Ah -- method to the madness of that sometimes gol-darn frustrating
first Statistics packet on "Scales of Measure!"
That's because your practice in identifying and distinguishing among
the 4 types (nominal, ordinal, interval ratio) and the 2 broader "families"
(Nominal + Ordinal belong to "Categorical;" Interval + Ratio belong
to "Continuous!") will fit perfectly here!
Let's have a look now at discrete and continuous variables.
That's right! You first go back and identify which scale of measure
applies to that variable. Then you'll know whether it is "discrete"
(categorical) or "continuous" (same name!)
Just to review and practice:
So... just to give some more examples:
- When we defined 'type of school' by its 'raw value,' or 'exact
current school population,' that would be ratio scaled (possible
'true zero;' school still under construction so no students go there
YET!) So ... that way, the variable of 'type of school' is also
a 'continuous' variable!
- On the other hand, when we subgrouped this current school population
into the ordered ranges of, say, "0-499," "500-999," and so forth,
do you see how that would be "ordinal" data (limited number of categories,
& some order -- e.g., size -- to those categories) -- which would
also make this a 'discrete' variable?
Please take a moment and convince yourself (using the "discrete
vs. continuous" graphic on pg. 10, and after classifying each of the
above into its scale of measure) why a given variable, above, is either
'discrete' or 'continuous!' (And of course, PLEASE don't hesitate
to ask your cyberspace Commander m.d. if you should have questions!
We'll successfully navigate you through 'em!)
Also, one reminder about the above 2 labels: the terms "discrete"
and "continous" apply ONLY to those variables that are QUANTIFIABLE.
They wouldn't be pertinent to QUALITATIVE (in words)
data or variables, such as "Teachers' attitudes towards unionization,"
IF this variable is being measured by interviewing teachers and recording
their attitudes in words.
This brings us to yet another way that many variables can sometimes
- Some variables can be defined as "independent" or "dependent"
- These will apply to "experimental"-type studies. We've briefly
discussed some features of "experiments" in Module #2 (e.g., forming
groups such as "traditional lecture" vs. "hands-on science instruction";
doling out one or more treatments depending on these groups -- that
is, one group gets the 'treatment' of the hands-on science instruction
while the control group gets the traditional lecture method of teaching;
and trying to establish a 'tight control' over those other factors
which could creep in and contaminate the results of what we WANT to
assess or measure -- e.g., did the "type of instruction" affect or
influence master of basic science concepts?) We will be learning
more about experimental-type studies when we get into "families of
research design" a bit later on in the course! For now, if the
above summary gives you the 'general gist' of what an 'experiment'
is about, that'll do it!
For now, IF you DO have an experimental-type research question,
problem statement and associated 'experimental design,' you can
also label your variables as follows:
- The independent variable is the one you use
to form or "make" your groups. You'd give an overall
name or label to the independent variable, and each
subgroup that's contained within it is called a "level" of that variable.

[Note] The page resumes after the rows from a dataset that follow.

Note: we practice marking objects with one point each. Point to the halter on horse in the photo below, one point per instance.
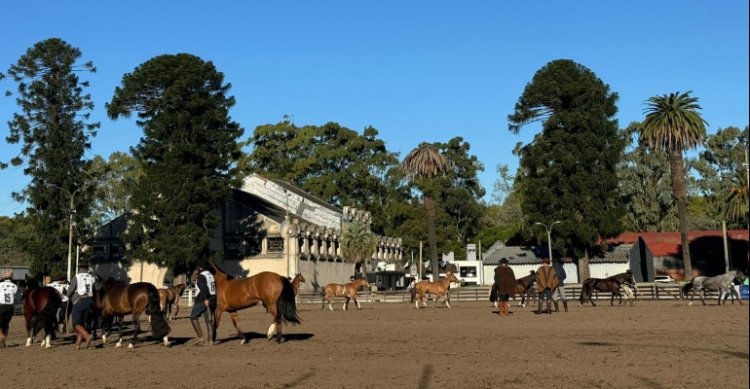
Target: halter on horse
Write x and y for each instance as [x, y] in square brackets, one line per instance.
[437, 288]
[720, 283]
[40, 304]
[608, 285]
[348, 291]
[169, 297]
[118, 300]
[524, 288]
[271, 289]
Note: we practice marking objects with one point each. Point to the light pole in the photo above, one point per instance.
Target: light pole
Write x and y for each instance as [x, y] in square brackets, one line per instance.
[549, 236]
[71, 212]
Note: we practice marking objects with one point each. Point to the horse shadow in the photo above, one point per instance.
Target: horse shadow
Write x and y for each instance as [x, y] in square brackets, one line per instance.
[248, 336]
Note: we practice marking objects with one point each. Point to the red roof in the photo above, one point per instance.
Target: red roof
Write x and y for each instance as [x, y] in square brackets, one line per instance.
[667, 244]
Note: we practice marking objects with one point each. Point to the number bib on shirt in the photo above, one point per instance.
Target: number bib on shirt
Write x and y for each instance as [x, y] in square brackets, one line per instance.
[7, 293]
[210, 281]
[85, 284]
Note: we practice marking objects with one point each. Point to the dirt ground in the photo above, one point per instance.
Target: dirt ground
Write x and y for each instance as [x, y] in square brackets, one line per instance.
[654, 344]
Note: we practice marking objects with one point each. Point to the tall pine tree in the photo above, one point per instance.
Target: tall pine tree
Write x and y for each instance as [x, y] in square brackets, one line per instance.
[188, 155]
[53, 129]
[568, 172]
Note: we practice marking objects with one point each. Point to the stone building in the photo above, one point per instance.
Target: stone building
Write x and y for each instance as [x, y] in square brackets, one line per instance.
[267, 225]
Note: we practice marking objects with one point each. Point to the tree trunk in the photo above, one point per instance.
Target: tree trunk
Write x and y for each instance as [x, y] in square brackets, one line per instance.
[680, 194]
[429, 206]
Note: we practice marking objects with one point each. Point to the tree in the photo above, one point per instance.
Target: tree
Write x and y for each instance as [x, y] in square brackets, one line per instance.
[358, 243]
[422, 165]
[567, 172]
[645, 185]
[674, 125]
[188, 155]
[54, 131]
[722, 176]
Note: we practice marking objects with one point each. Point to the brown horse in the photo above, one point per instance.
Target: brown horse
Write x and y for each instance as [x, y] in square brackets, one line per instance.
[40, 304]
[271, 289]
[437, 288]
[118, 300]
[169, 297]
[298, 279]
[524, 288]
[348, 291]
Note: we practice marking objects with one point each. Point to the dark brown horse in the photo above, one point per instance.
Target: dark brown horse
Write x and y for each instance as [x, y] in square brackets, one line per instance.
[40, 304]
[118, 300]
[524, 288]
[348, 291]
[437, 288]
[296, 281]
[169, 297]
[274, 291]
[607, 285]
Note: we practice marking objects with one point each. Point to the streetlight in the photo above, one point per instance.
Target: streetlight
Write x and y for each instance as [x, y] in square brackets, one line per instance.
[71, 212]
[549, 236]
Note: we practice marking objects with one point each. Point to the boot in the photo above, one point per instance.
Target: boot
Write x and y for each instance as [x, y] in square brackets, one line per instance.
[197, 327]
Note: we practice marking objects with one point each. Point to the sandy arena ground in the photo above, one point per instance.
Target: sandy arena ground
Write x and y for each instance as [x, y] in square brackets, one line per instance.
[654, 344]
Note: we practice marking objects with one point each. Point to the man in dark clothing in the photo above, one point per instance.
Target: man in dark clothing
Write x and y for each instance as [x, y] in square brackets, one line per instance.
[81, 292]
[205, 305]
[506, 284]
[546, 282]
[559, 293]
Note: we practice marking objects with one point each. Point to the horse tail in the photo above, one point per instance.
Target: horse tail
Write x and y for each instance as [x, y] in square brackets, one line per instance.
[286, 304]
[47, 317]
[159, 326]
[686, 288]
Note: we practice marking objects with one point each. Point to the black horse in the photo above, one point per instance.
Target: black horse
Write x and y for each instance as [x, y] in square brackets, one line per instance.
[607, 285]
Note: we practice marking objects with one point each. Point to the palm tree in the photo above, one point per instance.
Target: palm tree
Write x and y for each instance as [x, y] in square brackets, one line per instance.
[426, 162]
[358, 243]
[673, 124]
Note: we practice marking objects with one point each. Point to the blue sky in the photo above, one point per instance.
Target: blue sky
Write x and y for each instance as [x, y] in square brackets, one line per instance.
[415, 70]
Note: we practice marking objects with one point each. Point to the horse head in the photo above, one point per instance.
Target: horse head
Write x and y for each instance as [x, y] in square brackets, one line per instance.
[452, 277]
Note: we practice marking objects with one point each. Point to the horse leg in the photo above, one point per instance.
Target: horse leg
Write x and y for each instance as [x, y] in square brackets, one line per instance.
[136, 329]
[236, 321]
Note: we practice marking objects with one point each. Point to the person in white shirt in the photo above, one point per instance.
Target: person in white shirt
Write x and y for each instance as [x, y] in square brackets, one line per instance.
[8, 291]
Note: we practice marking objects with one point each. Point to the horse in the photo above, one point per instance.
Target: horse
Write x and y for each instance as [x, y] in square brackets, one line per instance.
[524, 288]
[438, 288]
[348, 291]
[169, 297]
[117, 300]
[720, 283]
[610, 284]
[296, 281]
[271, 289]
[40, 305]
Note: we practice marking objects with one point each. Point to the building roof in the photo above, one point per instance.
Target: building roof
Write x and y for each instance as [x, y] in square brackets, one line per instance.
[667, 244]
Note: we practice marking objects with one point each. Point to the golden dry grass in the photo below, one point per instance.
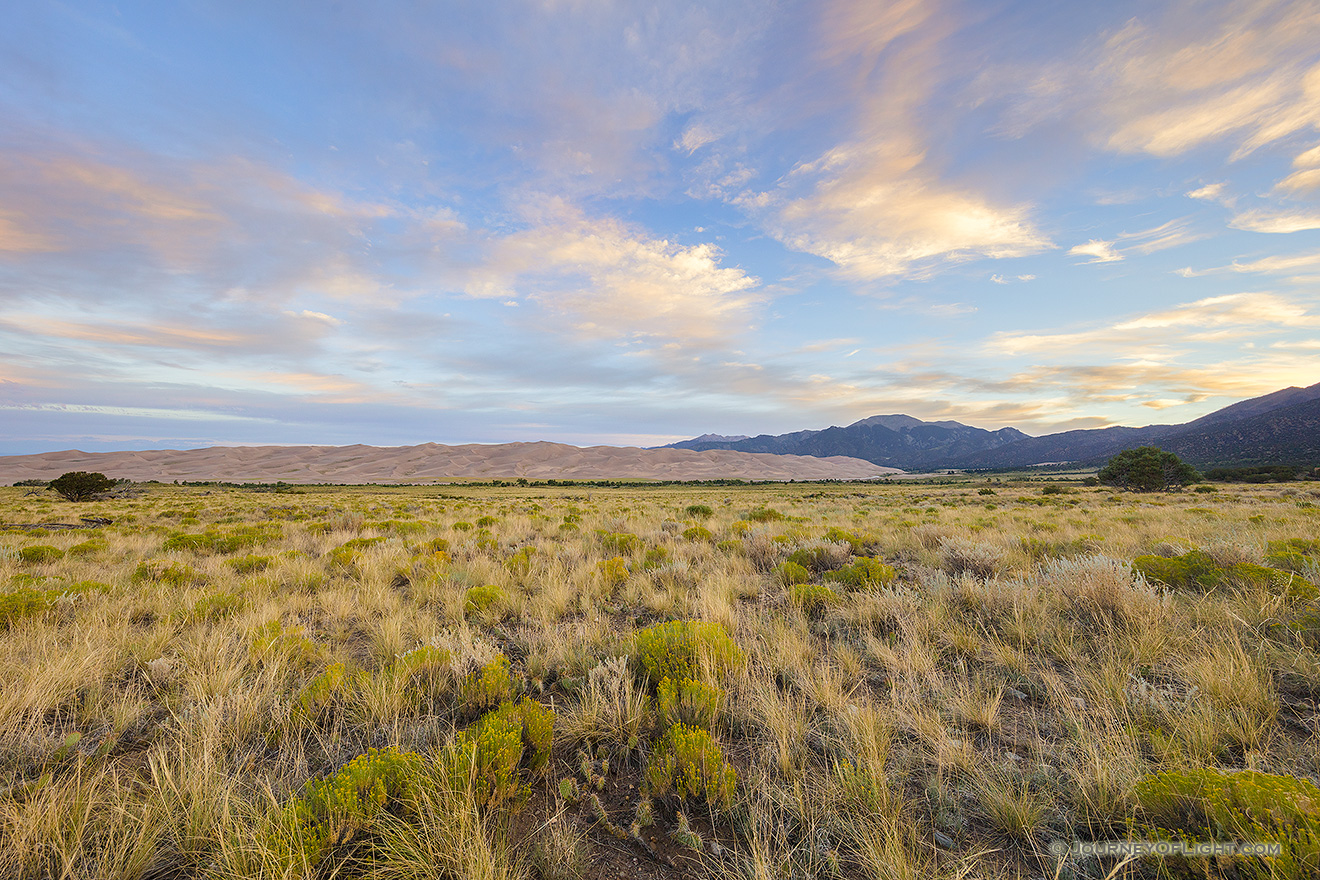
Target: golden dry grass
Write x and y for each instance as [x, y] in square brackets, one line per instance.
[1007, 689]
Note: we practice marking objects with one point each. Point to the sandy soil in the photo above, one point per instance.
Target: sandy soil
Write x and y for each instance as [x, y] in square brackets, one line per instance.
[432, 462]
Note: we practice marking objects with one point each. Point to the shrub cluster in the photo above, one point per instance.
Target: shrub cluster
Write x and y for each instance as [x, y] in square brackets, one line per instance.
[1216, 805]
[1199, 570]
[681, 648]
[689, 763]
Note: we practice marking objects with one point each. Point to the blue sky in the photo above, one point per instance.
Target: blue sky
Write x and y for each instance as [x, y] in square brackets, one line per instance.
[628, 223]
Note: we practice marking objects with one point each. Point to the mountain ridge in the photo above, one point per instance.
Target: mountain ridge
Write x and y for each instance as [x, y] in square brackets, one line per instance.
[1258, 430]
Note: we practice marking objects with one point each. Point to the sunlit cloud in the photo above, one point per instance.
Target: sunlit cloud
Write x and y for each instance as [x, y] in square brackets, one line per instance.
[1208, 193]
[601, 279]
[1279, 220]
[1226, 317]
[1097, 251]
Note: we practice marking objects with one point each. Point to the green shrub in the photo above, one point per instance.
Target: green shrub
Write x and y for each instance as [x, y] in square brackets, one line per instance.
[81, 486]
[489, 686]
[688, 702]
[335, 810]
[23, 603]
[698, 533]
[1292, 554]
[691, 764]
[1208, 805]
[813, 558]
[683, 648]
[486, 756]
[478, 600]
[862, 573]
[1197, 570]
[812, 598]
[614, 571]
[537, 734]
[792, 573]
[41, 554]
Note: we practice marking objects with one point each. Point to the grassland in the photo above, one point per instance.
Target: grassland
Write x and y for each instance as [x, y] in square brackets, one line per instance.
[774, 681]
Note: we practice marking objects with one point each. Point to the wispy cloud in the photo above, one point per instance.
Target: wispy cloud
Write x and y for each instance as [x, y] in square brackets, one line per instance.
[597, 277]
[1277, 220]
[1097, 250]
[1241, 315]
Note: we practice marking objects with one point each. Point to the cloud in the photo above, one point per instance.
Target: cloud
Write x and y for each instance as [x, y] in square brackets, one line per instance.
[1175, 78]
[1240, 315]
[1281, 264]
[1208, 193]
[1201, 74]
[598, 277]
[1097, 250]
[1307, 177]
[1281, 220]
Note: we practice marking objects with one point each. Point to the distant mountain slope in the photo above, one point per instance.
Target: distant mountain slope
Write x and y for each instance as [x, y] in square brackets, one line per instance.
[1069, 446]
[432, 462]
[1275, 428]
[892, 441]
[1282, 436]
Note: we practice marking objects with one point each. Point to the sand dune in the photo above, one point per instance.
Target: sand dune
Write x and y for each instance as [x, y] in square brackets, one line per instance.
[433, 462]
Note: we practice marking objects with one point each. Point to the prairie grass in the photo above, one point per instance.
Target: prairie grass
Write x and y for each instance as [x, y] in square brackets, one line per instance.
[898, 681]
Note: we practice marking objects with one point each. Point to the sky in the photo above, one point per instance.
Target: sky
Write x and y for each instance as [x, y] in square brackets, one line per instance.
[630, 223]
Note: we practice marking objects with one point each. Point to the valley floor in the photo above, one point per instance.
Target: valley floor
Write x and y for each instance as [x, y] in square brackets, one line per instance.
[771, 681]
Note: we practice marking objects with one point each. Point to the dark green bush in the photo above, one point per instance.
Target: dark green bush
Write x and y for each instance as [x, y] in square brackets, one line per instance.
[335, 810]
[82, 486]
[23, 603]
[1208, 805]
[863, 573]
[479, 600]
[683, 649]
[41, 554]
[688, 702]
[689, 763]
[1197, 570]
[489, 686]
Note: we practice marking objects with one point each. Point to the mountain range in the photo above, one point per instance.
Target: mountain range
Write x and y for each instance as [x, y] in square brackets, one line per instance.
[1281, 428]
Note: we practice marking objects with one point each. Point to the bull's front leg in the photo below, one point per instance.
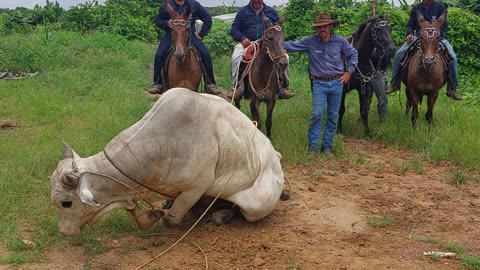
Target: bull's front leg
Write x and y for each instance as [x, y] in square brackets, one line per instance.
[182, 204]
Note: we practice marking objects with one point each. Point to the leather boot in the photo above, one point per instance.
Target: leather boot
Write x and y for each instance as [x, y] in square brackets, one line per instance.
[235, 95]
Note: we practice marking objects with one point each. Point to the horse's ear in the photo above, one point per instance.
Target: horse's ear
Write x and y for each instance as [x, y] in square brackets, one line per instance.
[441, 20]
[170, 10]
[265, 19]
[420, 18]
[188, 10]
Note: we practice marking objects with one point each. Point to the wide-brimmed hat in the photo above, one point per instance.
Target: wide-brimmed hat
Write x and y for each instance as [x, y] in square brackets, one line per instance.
[324, 19]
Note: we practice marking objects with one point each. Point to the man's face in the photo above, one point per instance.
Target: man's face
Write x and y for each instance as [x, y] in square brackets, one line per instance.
[324, 30]
[256, 4]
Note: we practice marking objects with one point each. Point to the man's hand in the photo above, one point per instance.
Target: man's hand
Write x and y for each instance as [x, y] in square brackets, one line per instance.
[346, 77]
[246, 42]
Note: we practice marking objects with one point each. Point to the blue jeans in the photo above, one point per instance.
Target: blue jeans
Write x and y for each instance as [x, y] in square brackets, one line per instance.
[324, 93]
[401, 53]
[379, 84]
[162, 53]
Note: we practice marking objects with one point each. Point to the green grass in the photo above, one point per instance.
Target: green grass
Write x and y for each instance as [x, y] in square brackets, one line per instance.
[90, 87]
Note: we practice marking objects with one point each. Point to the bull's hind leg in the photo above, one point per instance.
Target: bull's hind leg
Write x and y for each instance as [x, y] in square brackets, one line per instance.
[182, 204]
[260, 199]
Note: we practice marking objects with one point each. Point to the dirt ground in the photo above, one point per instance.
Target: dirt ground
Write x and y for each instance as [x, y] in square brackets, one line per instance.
[329, 222]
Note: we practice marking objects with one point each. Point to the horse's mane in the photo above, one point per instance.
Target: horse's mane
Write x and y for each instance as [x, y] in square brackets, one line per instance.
[362, 27]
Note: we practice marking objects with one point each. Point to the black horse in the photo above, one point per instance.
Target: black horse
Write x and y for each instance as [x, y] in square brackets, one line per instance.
[372, 34]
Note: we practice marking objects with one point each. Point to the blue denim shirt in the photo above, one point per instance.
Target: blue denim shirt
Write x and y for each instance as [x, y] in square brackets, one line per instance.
[433, 12]
[249, 24]
[197, 11]
[325, 58]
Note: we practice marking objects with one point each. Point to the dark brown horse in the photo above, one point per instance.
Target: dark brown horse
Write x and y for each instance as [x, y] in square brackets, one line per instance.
[264, 74]
[372, 34]
[426, 69]
[183, 64]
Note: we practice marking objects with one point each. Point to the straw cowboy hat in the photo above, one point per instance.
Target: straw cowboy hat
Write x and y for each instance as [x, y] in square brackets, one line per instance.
[324, 19]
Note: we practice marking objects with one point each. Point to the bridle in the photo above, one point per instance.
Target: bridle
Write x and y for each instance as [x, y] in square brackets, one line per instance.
[430, 32]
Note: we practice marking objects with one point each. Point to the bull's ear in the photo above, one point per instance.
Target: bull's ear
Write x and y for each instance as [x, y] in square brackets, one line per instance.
[86, 195]
[68, 152]
[420, 18]
[441, 19]
[70, 179]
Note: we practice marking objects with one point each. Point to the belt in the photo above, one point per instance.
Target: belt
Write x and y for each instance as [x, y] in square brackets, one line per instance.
[326, 78]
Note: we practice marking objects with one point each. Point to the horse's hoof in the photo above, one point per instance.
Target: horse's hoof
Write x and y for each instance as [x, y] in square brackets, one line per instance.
[221, 217]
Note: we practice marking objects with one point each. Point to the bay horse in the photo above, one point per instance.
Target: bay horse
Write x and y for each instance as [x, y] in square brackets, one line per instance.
[265, 72]
[373, 33]
[183, 67]
[426, 68]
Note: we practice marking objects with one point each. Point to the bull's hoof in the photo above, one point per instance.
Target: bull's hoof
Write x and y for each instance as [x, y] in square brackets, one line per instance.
[171, 221]
[221, 217]
[285, 196]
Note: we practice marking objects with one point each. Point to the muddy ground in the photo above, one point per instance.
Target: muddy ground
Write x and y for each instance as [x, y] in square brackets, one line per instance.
[378, 208]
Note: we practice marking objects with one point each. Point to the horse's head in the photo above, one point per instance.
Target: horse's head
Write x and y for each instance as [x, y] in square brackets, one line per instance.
[381, 35]
[429, 39]
[180, 25]
[274, 42]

Let's stick with the preceding example and hopefully this will
become clearer ...
Please note, from the preceding example, that I thought up
an "overall descriptive label" for the independent variable
itself: "Method of Instruction." Next, I identified
each of its "levels;" that is, how many subgroups are
contained within it. And each level was named according to the
'distinguishing characteristics' of that subgroup (e.g., Level
# 1: "Traditional Lecture Method").
*** WARNING!!! It's easy to confuse the "independent variable
itself" with its "levels!!!"
In other words, it would be wrong to say, "The independent variable
in the preceding example is the hands-on method of science instruction."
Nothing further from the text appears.